Avdikos, EG 2014, ‘From being Romaioi to becoming Greek: “Russopontian” stories of their own long journey’, in Narratives Across Space and Time: Transmissions and Adaptations, (Proceedings of the 15th Congress of the International Society for Folk Narrative Research, June 21–7, 2009 Athens), vol. A, pp. 37–54, Athens. 
Doumanis, N 2013, Before the nation: muslim-christian coexistence and its destruction in late-Ottoman Anatolia, Oxford University Press, Oxford, UK. 
Fotiades G 1978, ‘About the Easter customs of Pontos’ (in Greek), Pontiaki Estia, vol. 21, pp. 174–6. 
Fotiadis, K 2001, The forced Islamization in Asia Minor and the cryptochristians of the Pontos (in Greek), Kiriakidis Bros, Thessaloniki, Greece. 
King, C 2004, The Black Sea: a history, Oxford University Press, Oxford, UK.
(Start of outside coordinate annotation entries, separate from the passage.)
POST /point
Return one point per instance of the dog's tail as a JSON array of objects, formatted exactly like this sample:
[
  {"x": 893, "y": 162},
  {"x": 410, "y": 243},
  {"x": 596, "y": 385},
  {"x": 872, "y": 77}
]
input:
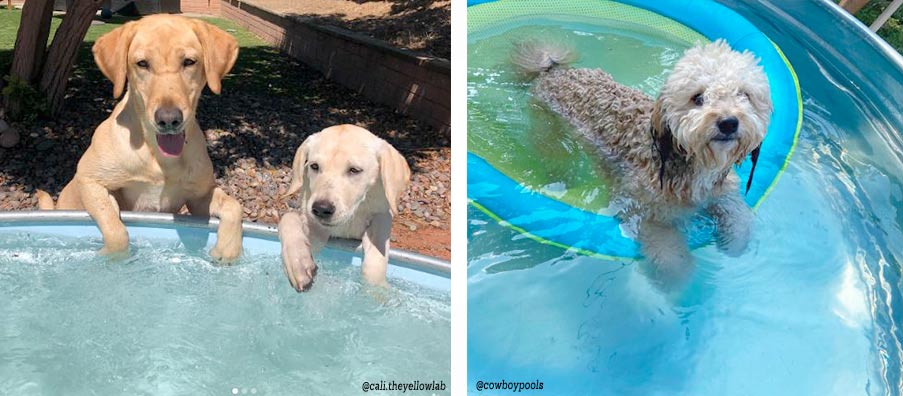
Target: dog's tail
[
  {"x": 533, "y": 57},
  {"x": 45, "y": 201}
]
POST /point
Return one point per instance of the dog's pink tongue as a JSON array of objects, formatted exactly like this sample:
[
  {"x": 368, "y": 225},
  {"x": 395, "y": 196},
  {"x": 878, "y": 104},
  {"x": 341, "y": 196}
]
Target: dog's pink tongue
[{"x": 171, "y": 144}]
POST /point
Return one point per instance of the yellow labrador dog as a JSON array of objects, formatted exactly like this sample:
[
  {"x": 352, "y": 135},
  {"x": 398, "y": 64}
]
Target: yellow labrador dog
[
  {"x": 150, "y": 154},
  {"x": 350, "y": 181}
]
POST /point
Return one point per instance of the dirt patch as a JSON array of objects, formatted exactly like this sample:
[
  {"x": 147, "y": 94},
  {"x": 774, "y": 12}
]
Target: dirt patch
[
  {"x": 269, "y": 105},
  {"x": 419, "y": 25}
]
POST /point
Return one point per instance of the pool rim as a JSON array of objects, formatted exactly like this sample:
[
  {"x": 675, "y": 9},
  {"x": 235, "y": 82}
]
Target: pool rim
[{"x": 401, "y": 257}]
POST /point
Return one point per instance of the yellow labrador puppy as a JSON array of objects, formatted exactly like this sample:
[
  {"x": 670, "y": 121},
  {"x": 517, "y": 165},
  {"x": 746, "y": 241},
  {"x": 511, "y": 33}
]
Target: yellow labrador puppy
[
  {"x": 350, "y": 181},
  {"x": 150, "y": 154}
]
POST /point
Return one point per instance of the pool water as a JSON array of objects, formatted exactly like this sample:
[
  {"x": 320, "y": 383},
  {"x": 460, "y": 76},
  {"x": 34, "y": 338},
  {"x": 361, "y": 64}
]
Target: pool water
[
  {"x": 813, "y": 308},
  {"x": 167, "y": 321}
]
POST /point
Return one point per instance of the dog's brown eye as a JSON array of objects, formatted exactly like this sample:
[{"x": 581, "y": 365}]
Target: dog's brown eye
[{"x": 697, "y": 99}]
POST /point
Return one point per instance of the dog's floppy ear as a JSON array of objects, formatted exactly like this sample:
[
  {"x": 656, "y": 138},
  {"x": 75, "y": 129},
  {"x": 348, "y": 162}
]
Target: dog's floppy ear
[
  {"x": 111, "y": 53},
  {"x": 394, "y": 174},
  {"x": 298, "y": 165},
  {"x": 220, "y": 53},
  {"x": 662, "y": 140},
  {"x": 754, "y": 156}
]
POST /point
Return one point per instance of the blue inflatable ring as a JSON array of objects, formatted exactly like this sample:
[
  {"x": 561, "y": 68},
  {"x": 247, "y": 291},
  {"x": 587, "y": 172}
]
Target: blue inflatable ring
[{"x": 552, "y": 222}]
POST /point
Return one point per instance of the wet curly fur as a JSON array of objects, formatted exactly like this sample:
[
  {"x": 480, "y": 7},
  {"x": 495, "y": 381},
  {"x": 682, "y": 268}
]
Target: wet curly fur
[{"x": 674, "y": 155}]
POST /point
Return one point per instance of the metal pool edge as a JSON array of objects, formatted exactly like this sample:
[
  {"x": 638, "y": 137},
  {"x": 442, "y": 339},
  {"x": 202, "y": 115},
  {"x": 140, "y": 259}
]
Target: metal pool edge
[{"x": 403, "y": 258}]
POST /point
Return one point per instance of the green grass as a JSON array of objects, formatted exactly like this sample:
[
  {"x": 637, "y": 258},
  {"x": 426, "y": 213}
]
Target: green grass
[{"x": 892, "y": 31}]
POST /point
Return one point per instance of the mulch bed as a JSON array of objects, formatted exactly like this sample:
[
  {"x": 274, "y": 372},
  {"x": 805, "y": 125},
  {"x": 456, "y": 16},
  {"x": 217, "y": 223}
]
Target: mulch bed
[{"x": 269, "y": 105}]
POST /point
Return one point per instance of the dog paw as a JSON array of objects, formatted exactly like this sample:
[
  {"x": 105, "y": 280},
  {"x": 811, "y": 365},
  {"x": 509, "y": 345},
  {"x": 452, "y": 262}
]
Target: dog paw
[
  {"x": 116, "y": 253},
  {"x": 224, "y": 255},
  {"x": 302, "y": 279},
  {"x": 733, "y": 245}
]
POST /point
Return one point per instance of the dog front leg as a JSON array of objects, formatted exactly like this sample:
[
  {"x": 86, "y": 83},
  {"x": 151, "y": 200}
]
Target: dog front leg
[
  {"x": 665, "y": 248},
  {"x": 299, "y": 245},
  {"x": 733, "y": 222},
  {"x": 228, "y": 236},
  {"x": 376, "y": 249},
  {"x": 103, "y": 208}
]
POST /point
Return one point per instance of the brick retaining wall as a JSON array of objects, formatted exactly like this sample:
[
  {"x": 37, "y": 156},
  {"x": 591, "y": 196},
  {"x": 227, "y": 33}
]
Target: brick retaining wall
[{"x": 415, "y": 84}]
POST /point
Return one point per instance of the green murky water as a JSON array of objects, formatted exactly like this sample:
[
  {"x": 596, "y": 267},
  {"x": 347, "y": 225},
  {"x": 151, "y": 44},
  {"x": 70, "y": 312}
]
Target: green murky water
[{"x": 524, "y": 140}]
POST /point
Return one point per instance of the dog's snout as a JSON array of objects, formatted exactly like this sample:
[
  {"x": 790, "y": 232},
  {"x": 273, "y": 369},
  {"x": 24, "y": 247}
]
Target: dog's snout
[
  {"x": 728, "y": 126},
  {"x": 168, "y": 118},
  {"x": 323, "y": 209}
]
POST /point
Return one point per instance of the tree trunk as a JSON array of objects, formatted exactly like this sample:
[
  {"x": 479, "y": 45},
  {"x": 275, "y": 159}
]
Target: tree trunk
[
  {"x": 63, "y": 50},
  {"x": 31, "y": 42}
]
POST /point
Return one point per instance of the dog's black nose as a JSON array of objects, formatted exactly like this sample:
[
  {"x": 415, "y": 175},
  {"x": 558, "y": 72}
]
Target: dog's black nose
[
  {"x": 168, "y": 117},
  {"x": 728, "y": 126},
  {"x": 323, "y": 209}
]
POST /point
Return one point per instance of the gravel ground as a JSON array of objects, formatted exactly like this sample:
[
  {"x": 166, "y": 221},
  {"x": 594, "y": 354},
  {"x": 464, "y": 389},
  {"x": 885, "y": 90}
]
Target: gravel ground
[
  {"x": 270, "y": 103},
  {"x": 420, "y": 25}
]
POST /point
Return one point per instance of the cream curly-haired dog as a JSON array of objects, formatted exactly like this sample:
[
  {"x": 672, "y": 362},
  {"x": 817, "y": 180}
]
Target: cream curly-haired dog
[{"x": 673, "y": 155}]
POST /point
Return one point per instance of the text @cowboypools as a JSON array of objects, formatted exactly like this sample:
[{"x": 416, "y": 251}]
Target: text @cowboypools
[
  {"x": 403, "y": 387},
  {"x": 506, "y": 385}
]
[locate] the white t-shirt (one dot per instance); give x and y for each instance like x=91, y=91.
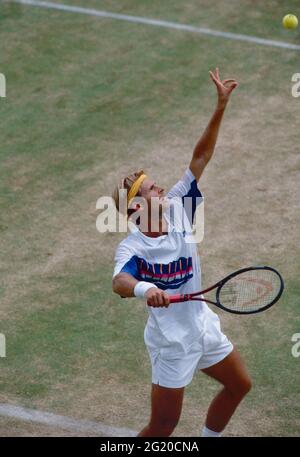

Megas, GA 1958, Greek calendar customs, Press and Information Department of the Greek Prime Minister’s Office, Athens. 
Papadopoulos, S 1983, Events and cultural characteristics regarding the Pontian-Greeks and their descendants, PhD thesis, School of Education, Health, Nursing and Arts Professions, New York University, New York. 
Tanimanides, PG 1983, ‘Easter customs’ (in Greek), Pontiaki Estia, vol. 49, pp. 88–90. 
Varvounis, MG & Triperina, M 2015, Customs and rituals of the year in folk tradition of Pontos (middle 19th century – 1922), (in Greek), Archeion Pontou, [Archives of Pontos], supplement no. 35, Epitropi Pontiakon Meleton [Committee for Pontic Studies], Athens.